Rupiah Dibuka Melemah, Dolar AS Naik ke Rp17.735
Jakarta, CNBC Indonesia - Nilai tukar rupiah dibuka melemah terhadap dolar Amerika Serikat (AS) pada perdagangan pagi ini, Rabu (17/6/2026). Pergerakan terjadi setelah pasar keuangan domestik tutup pada Selasa kemarin karena libur perayaan Tahun Baru Hijriah atau 1 Muharram.

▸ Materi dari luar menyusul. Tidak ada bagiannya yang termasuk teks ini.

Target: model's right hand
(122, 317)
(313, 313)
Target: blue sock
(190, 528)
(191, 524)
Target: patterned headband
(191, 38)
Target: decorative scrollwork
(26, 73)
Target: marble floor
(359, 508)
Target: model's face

Merujuk data Refinitiv, mata uang Garuda membuka perdagangan dengan pelemahan 0,25% atau terdepresiasi ke level Rp17.735/US$.

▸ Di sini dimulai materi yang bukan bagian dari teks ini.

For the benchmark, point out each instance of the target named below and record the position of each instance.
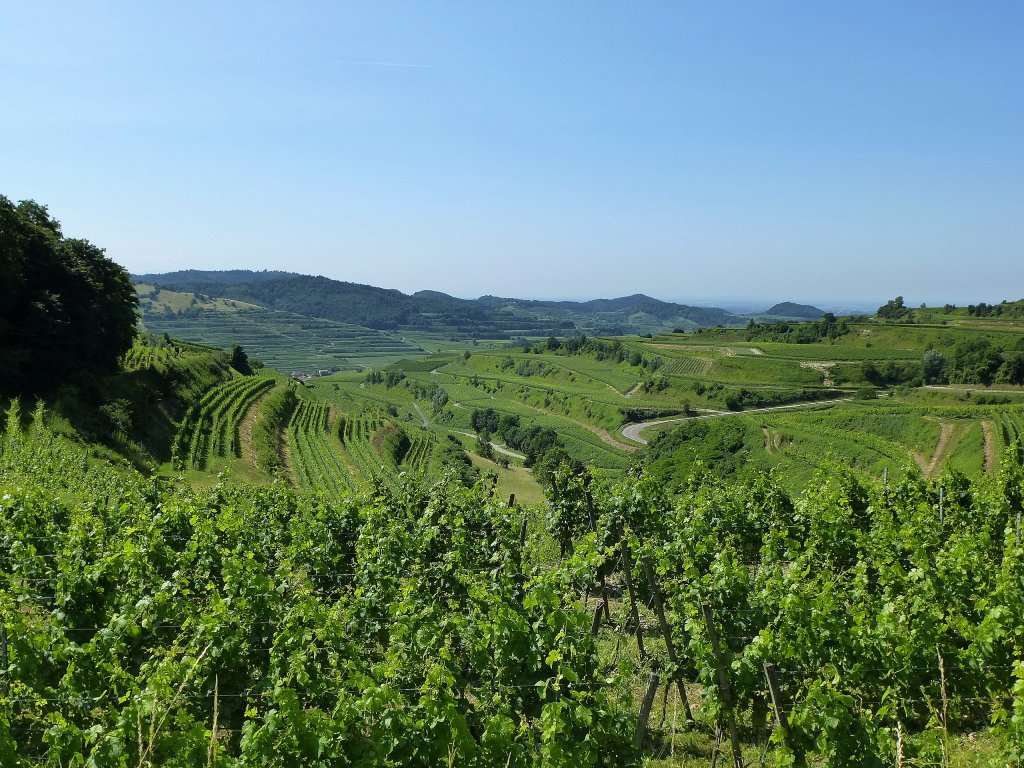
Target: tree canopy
(67, 311)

Pelemahan ini membuat rupiah gagal melanjutkan kinerja positif pada perdagangan sebelumnya. Pada Senin (15/6/2026), rupiah ditutup menguat kencang 0,98% ke level Rp17.690/US$.

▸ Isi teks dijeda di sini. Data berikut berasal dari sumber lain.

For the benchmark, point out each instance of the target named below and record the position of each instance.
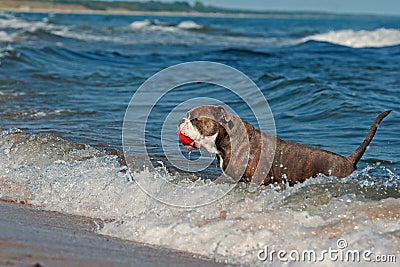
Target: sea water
(66, 80)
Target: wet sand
(33, 237)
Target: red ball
(184, 139)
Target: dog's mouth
(188, 143)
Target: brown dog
(247, 154)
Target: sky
(389, 7)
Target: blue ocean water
(325, 77)
(66, 81)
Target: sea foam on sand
(54, 174)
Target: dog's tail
(357, 154)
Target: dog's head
(201, 127)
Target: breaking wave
(359, 39)
(55, 174)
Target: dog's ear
(223, 117)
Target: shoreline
(124, 12)
(34, 237)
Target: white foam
(5, 37)
(140, 24)
(57, 175)
(189, 25)
(358, 39)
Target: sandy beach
(33, 237)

Sementara itu, indeks dolar AS (DXY), yang mengukur kekuatan greenback terhadap enam mata uang utama dunia, per pukul 09.00 WIB terpantau bergerak stabil di level 99,513.
Meski bergerak stabil pagi ini, DXY masih menunjukkan tren pelemahan dalam empat hari perdagangan beruntun sejak Kamis pekan lalu.
Pergerakan rupiah pada perdagangan hari ini masih ditopang oleh sentimen pelemahan dolar AS di pasar global. Dolar AS cenderung melemah pada Rabu menjelang keputusan kebijakan moneter Federal Reserve di bawah kepemimpinan baru Kevin Warsh. Di saat yang sama, optimisme terhadap kesepakatan damai sementara antara Amerika Serikat dan Iran masih menopang minat pelaku pasar terhadap aset berisiko dan menekan permintaan terhadap dolar AS.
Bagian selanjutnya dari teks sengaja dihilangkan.